Enlacée par cette froidure implacable, son souffle jaillit par volutes de sa bouche, jusqu’à former un manteau de dentelles blanches s’enroulant autour des troncs des arbres nus.
L’esprit
aiguisé, elle sait alors qu’elle doit partir et quitter ce monde trop
orgueilleux pour comprendre sa souffrance. Il est temps d’abandonner les hommes
et les chalets de bois de son enfance. Car plus rien n’a de sens depuis qu’il est
parti. Elle est seule, définitivement.
Le village
entier avait scruté sans concession cet homme venu de nulle part, lui inventant
un sombre passé et un avenir incertain, le rejetant hors des cercles familiers.

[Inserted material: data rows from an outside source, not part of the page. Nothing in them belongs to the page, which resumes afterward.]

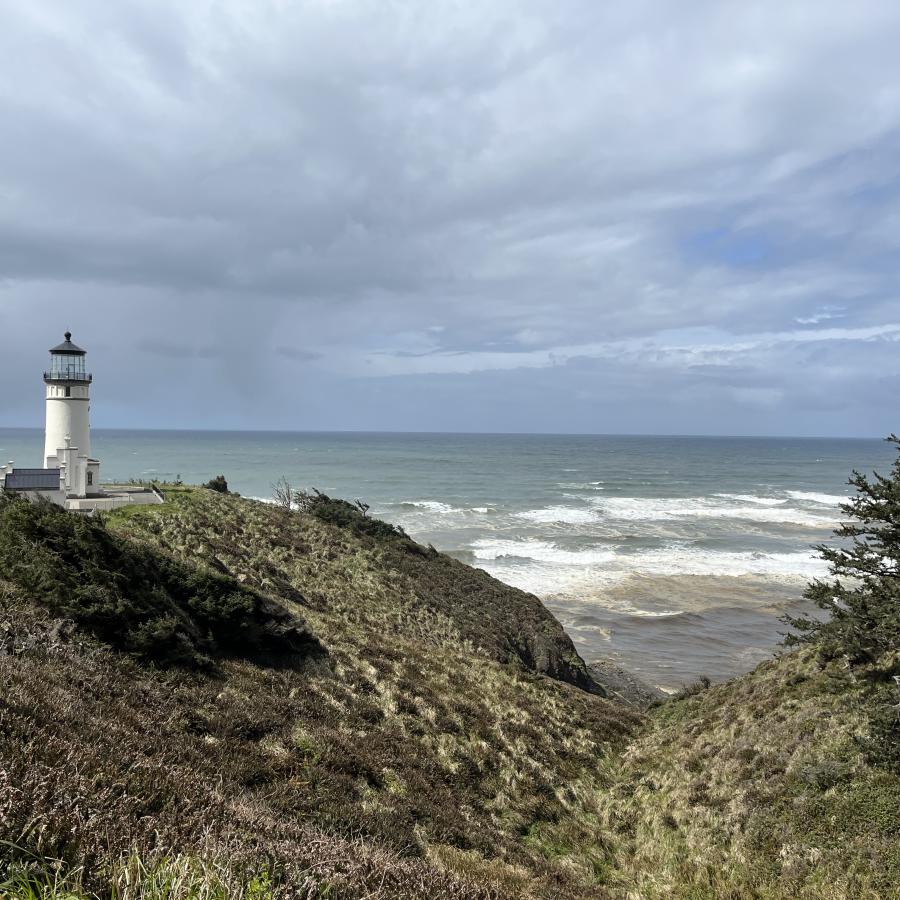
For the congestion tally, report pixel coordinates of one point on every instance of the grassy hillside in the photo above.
(389, 723)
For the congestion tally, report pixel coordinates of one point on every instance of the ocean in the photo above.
(675, 557)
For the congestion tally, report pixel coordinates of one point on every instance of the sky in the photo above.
(515, 215)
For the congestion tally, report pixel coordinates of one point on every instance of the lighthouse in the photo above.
(67, 440)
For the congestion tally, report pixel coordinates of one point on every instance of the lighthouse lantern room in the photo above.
(67, 443)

Mais elle, elle l’avait accueilli avec chaleur dans ce présent sans fin, lui
confiant les clés de son paradis et de ses rêves les plus secrets. Il l’avait
réchauffée alors le soir venu avec ivresse et désespoir car il savait au plus
profond de lui-même que sa route ne s’arrêterait pas là, à l’ombre de ces
fières montagnes. Son destin était ailleurs.
Quand il n’a
pas reparu, un soir, puis un autre, elle a attendu des heures, sous la lune
attendrie et les étoiles émues. Et les larmes ont fini par la rendre vieille
avant l’heure, creusant des sillons profonds sur ses joues auparavant si pures.

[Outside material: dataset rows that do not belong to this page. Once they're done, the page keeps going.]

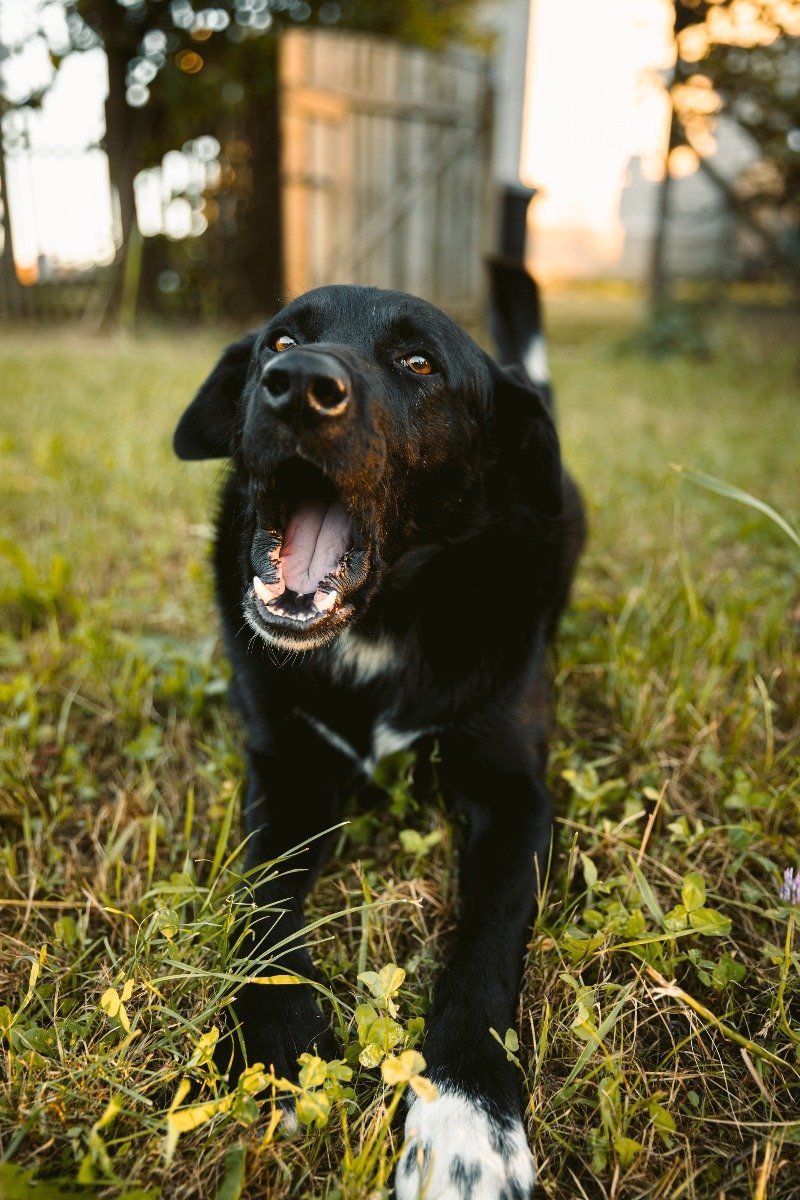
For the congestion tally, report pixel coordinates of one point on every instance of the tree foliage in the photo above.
(741, 58)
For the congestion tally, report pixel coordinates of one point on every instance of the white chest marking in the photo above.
(332, 737)
(535, 360)
(386, 739)
(362, 659)
(457, 1150)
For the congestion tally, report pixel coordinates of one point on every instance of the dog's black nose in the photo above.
(301, 381)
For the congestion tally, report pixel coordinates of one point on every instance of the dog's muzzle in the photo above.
(307, 387)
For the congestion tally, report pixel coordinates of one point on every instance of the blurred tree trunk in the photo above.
(257, 261)
(125, 131)
(12, 301)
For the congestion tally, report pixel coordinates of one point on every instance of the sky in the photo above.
(593, 102)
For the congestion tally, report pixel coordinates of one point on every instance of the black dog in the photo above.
(396, 514)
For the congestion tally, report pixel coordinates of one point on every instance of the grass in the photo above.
(659, 1031)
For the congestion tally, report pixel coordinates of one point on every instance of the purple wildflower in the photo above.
(791, 887)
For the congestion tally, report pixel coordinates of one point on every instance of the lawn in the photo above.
(659, 1033)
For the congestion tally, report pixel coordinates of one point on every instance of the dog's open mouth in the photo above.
(308, 553)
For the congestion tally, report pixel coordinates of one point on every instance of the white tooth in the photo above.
(325, 600)
(268, 592)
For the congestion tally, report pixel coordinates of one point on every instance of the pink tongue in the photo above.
(316, 539)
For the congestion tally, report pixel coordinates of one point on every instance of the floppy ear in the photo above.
(524, 437)
(206, 429)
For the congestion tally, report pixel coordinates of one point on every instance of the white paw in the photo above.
(456, 1149)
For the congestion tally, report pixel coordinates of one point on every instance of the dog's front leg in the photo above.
(470, 1144)
(294, 795)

Un matin, le miroir lui a rendu son image, celle d’une amante perdue, ravagée
par l’absence de l’être aimé.
Aujourd’hui,
elle court puis trébuche et se relève dans cette immensité glacée. Petit à
petit, elle se rapproche de la paroi de neige qui conduit vers l’inconnu. Gravissant
avec l’énergie du désespoir les flancs abruptes de la pente, s’écorchant les
mains sur les rochers saillants, elle n’entend que les battements précipités de
son cœur alors que la montagne s’ébroue avec fureur. On ne s’attaque pas à ses
flancs ainsi et elle décide de punir l’imprudente qui s’y aventure.
En voyant
cette vague blanche envahir le fond de la vallée en quelques secondes, les
villageois se sont sentis minuscules face à ces roulements furieux, comme ceux
du tonnerre lors des orages d’été. Et après cette déferlante, un silence
prodigieux monte dans toute la vallée, comme après une guerre au corps à corps.

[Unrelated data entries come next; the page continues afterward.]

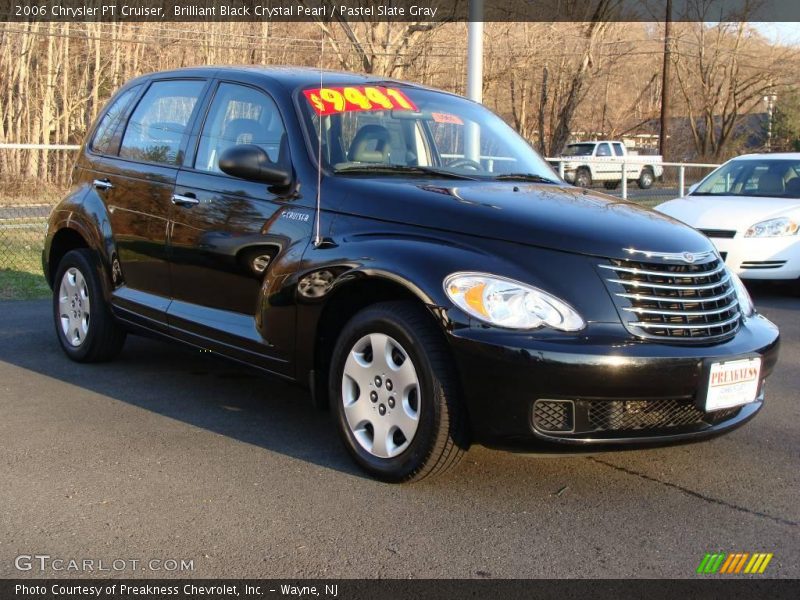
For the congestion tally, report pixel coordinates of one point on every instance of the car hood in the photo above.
(553, 216)
(727, 212)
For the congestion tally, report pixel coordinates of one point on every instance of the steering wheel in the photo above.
(466, 163)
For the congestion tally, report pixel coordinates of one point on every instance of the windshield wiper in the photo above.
(524, 177)
(409, 169)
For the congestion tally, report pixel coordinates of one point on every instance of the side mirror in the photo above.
(250, 162)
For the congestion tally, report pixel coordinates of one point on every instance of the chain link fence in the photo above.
(33, 178)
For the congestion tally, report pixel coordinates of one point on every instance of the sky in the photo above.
(786, 33)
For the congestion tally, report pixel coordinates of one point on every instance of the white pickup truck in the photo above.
(601, 161)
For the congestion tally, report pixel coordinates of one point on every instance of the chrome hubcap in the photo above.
(381, 395)
(73, 306)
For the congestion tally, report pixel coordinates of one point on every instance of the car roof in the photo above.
(290, 77)
(768, 155)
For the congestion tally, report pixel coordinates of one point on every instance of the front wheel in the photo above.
(583, 178)
(84, 324)
(395, 394)
(646, 178)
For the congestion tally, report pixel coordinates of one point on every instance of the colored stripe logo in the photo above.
(736, 563)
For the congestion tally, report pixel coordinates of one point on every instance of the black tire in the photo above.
(442, 434)
(104, 337)
(583, 177)
(646, 178)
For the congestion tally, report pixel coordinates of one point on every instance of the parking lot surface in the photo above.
(170, 454)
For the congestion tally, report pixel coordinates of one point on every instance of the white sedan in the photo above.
(750, 209)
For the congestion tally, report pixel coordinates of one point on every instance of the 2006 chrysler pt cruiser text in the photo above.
(407, 256)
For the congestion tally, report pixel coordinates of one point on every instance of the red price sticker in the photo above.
(329, 101)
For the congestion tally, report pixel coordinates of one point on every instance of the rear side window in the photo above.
(108, 124)
(241, 115)
(157, 126)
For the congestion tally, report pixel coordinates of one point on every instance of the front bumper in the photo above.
(761, 258)
(622, 390)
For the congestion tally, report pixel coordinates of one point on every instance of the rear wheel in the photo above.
(84, 324)
(395, 394)
(646, 178)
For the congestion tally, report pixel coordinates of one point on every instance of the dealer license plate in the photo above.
(733, 383)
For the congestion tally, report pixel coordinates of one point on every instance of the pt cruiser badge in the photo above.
(519, 312)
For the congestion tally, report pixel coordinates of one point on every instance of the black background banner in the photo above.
(396, 10)
(394, 589)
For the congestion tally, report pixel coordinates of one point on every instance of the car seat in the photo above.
(370, 145)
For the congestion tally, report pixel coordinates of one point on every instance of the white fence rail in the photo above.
(560, 163)
(624, 165)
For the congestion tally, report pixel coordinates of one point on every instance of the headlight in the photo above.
(772, 228)
(742, 295)
(507, 303)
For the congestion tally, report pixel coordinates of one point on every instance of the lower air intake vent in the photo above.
(634, 415)
(554, 415)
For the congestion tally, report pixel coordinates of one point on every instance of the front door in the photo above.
(233, 242)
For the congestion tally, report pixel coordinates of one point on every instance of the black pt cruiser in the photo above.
(408, 257)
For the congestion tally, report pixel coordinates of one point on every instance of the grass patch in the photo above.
(21, 262)
(22, 285)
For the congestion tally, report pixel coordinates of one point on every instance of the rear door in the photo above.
(137, 185)
(232, 240)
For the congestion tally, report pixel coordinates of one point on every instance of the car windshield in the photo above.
(763, 177)
(578, 150)
(390, 129)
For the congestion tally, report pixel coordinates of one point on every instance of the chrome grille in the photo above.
(554, 415)
(651, 414)
(675, 300)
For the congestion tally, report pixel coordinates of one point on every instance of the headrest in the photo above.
(770, 184)
(370, 144)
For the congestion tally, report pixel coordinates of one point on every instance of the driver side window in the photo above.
(241, 115)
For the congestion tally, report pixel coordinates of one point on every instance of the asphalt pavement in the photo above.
(170, 454)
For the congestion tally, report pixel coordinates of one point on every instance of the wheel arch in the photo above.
(350, 295)
(64, 240)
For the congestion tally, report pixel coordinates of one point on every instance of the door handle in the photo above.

Puis, les gens sortent sur le pas des portes, regardant avec stupeur cette
plaie béante qui s’ouvre vers le col, comme une tranchée meurtrière.
Elle n’a
jamais reparu au village. Seul le curé a compris ce qui s’était passé, lui qui
l’avait vue partir au matin vers les abîmes de son destin. Il a prié longuement
pour le repos de son âme et pour les villageois bornés. Et depuis, tous les
printemps, il fait fleurir sur un tertre une rose rouge, celle de la
passion. »
Je me réveille en sursaut, le vent secouant avec
force la charpente de la vieille maison de bois. Le souffle court, je reprends
alors lentement mes esprits, m’ébrouant comme si je sortais d’une bourrasque
blanche. Puis, je me lève et à travers la fenêtre, je contemple longuement la
nuit profonde.
Il neige.
L’hiver n’a pas dit son dernier mot.